Al snorted bitter laughter. "I'm all right with a wand, Mill, but I'm far from irreplaceable. Just don't let any trainees in my desk." He was joking... sort of. It was a half-hearted attempt to mask the hurt of losing his job, what he was good at. For a moment, anger flared in his chest - his job that had put him in this hospital in the first place - but it died quickly. Now was not the time.
"I don't think Werewolf Services will be letting me be any sort of stranger to the Ministry," he went on after a moment, frowning slightly. "I can make that promise, at least." He nodded, as if confirming something to himself before looking up at her again and catching her eyes. "You're good at what you do, Mill. You'll be fine. The Squad will be fine."
"Thank you, Al," was all the said. Not I wasn't quite good enough or fine like you? She's made her apologies. She's had her moment of recrimination. Wallowing in it would do no one any good.
Taking revenge for it was a different matter altogether, of course.
"I'll let you get back to the important business of recovering." Settling her bag more firmly on her shoulder, Mill gave Alastor a farewell smile. "Hope to see you up and about soon."

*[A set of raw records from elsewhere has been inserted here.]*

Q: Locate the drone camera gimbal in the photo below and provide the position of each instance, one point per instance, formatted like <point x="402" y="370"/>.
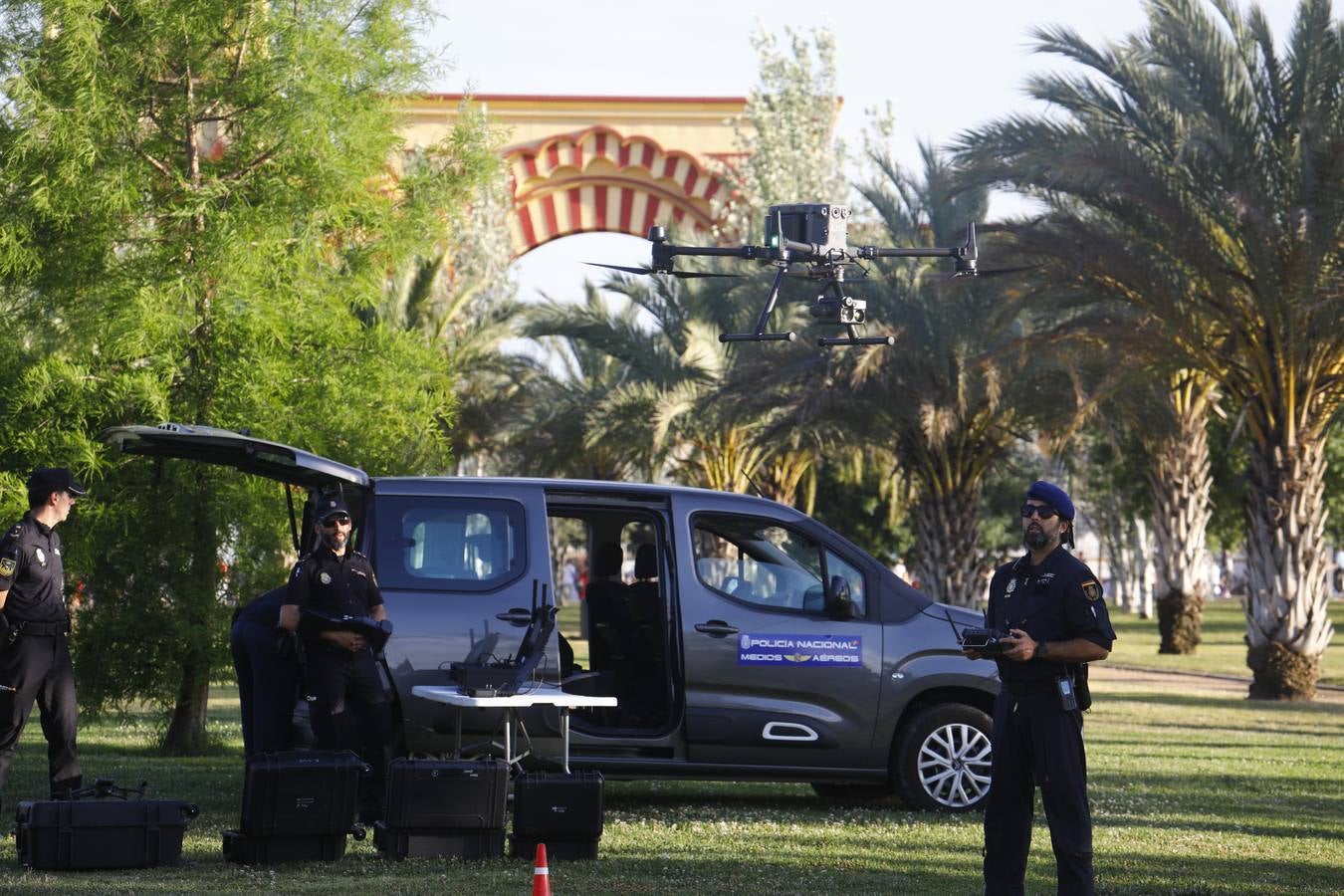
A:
<point x="814" y="235"/>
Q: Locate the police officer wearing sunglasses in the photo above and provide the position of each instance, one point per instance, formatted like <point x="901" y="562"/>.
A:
<point x="34" y="630"/>
<point x="1050" y="606"/>
<point x="348" y="706"/>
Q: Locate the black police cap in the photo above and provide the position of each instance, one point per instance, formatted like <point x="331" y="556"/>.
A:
<point x="331" y="506"/>
<point x="56" y="479"/>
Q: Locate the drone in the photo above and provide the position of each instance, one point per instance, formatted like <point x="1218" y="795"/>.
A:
<point x="814" y="235"/>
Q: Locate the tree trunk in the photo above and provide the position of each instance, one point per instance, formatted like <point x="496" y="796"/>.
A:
<point x="1180" y="481"/>
<point x="947" y="543"/>
<point x="1286" y="564"/>
<point x="185" y="735"/>
<point x="1149" y="579"/>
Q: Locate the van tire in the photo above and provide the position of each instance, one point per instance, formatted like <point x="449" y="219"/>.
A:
<point x="941" y="762"/>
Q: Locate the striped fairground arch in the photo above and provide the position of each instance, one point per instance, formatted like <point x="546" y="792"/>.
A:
<point x="601" y="180"/>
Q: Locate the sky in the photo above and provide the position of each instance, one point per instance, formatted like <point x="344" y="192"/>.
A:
<point x="943" y="66"/>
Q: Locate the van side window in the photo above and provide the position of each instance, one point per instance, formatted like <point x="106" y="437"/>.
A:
<point x="467" y="545"/>
<point x="768" y="564"/>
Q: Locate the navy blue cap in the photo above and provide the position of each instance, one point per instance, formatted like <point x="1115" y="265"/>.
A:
<point x="1054" y="496"/>
<point x="330" y="506"/>
<point x="54" y="479"/>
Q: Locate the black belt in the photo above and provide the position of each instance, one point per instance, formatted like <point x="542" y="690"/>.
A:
<point x="42" y="629"/>
<point x="1035" y="688"/>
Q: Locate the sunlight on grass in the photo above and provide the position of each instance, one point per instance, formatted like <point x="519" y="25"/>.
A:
<point x="1195" y="790"/>
<point x="1222" y="650"/>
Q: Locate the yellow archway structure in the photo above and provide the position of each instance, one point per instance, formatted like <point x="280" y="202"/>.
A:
<point x="615" y="164"/>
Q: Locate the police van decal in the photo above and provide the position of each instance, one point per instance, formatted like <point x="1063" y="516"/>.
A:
<point x="799" y="650"/>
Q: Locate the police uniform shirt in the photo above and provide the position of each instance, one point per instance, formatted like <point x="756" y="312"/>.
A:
<point x="1055" y="600"/>
<point x="31" y="571"/>
<point x="335" y="584"/>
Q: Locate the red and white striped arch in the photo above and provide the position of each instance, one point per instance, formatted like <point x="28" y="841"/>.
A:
<point x="599" y="180"/>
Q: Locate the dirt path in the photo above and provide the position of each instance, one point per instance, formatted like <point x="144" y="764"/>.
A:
<point x="1191" y="681"/>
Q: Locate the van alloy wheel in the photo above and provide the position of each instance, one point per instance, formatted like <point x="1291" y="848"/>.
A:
<point x="943" y="761"/>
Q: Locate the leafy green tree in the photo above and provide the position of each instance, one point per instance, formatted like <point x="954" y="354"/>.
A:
<point x="198" y="212"/>
<point x="786" y="134"/>
<point x="1197" y="173"/>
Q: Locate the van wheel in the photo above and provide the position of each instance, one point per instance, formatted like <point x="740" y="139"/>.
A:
<point x="943" y="760"/>
<point x="852" y="794"/>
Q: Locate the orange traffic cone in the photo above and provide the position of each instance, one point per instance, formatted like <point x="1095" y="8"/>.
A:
<point x="541" y="873"/>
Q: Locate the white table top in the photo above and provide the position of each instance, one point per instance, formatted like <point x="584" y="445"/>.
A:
<point x="535" y="696"/>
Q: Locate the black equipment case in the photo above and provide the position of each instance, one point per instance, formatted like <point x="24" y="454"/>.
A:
<point x="400" y="842"/>
<point x="563" y="811"/>
<point x="427" y="794"/>
<point x="298" y="806"/>
<point x="87" y="834"/>
<point x="272" y="850"/>
<point x="300" y="794"/>
<point x="444" y="807"/>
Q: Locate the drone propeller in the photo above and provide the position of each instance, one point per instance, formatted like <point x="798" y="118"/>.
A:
<point x="682" y="274"/>
<point x="991" y="272"/>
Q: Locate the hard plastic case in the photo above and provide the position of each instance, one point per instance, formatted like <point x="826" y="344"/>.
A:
<point x="563" y="811"/>
<point x="296" y="792"/>
<point x="87" y="834"/>
<point x="273" y="850"/>
<point x="399" y="842"/>
<point x="459" y="795"/>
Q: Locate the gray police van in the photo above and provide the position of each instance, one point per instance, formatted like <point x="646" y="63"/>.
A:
<point x="753" y="644"/>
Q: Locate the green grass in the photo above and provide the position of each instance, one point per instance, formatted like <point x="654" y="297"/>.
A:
<point x="1224" y="646"/>
<point x="1195" y="791"/>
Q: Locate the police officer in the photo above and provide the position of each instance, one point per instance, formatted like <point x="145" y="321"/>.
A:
<point x="268" y="673"/>
<point x="348" y="706"/>
<point x="34" y="649"/>
<point x="1050" y="604"/>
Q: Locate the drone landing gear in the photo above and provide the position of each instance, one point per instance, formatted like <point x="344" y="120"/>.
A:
<point x="759" y="335"/>
<point x="853" y="338"/>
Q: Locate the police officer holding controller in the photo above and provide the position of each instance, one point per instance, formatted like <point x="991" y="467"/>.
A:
<point x="34" y="630"/>
<point x="348" y="706"/>
<point x="1050" y="604"/>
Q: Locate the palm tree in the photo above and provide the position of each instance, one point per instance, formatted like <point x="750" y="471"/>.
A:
<point x="671" y="407"/>
<point x="947" y="399"/>
<point x="1198" y="175"/>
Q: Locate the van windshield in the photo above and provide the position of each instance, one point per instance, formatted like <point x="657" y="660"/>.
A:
<point x="448" y="543"/>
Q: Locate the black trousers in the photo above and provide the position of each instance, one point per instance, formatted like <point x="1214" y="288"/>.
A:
<point x="39" y="669"/>
<point x="349" y="711"/>
<point x="1036" y="742"/>
<point x="268" y="685"/>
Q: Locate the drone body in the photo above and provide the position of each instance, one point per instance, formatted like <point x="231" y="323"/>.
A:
<point x="814" y="235"/>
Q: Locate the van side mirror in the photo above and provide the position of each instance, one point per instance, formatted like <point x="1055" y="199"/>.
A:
<point x="839" y="603"/>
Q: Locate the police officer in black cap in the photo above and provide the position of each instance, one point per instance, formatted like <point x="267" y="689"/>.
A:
<point x="1050" y="604"/>
<point x="348" y="704"/>
<point x="34" y="649"/>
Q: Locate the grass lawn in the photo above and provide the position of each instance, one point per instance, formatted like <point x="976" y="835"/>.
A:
<point x="1224" y="648"/>
<point x="1195" y="791"/>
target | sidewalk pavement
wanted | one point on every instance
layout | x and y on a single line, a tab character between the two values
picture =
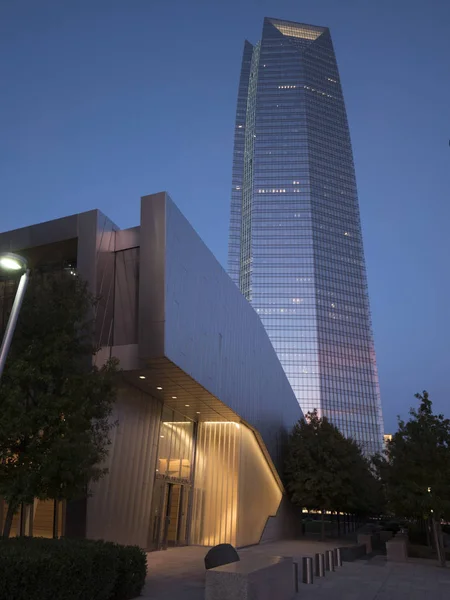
179	573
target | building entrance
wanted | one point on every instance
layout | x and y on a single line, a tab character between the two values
170	512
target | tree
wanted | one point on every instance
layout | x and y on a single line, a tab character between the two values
416	469
326	471
54	403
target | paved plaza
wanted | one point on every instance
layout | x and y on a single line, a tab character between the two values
179	574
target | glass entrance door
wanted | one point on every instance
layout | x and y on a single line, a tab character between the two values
169	515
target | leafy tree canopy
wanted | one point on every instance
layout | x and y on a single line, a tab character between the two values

Al nodded (a bit stiffly) and said, simply enough, " 'Bye, Mill." What else was there to say? It was gone, over. What connection did they really have any more? It had always been the job before, but the job wasn't his. So he knitted his eyebrows together for a moment and then sunk lower in his bed. Healing and recovering sounded like a good idea, and as much as he didn't enjoy sleeping all the time, he reminded himself off all the hours he'd spent behind that desk, working on reports...midnight patrols. All missed hours of sleep. Al wasn't sure it physically possible for the body to catch up, if it worked like that... but he decided he didn't mind trying.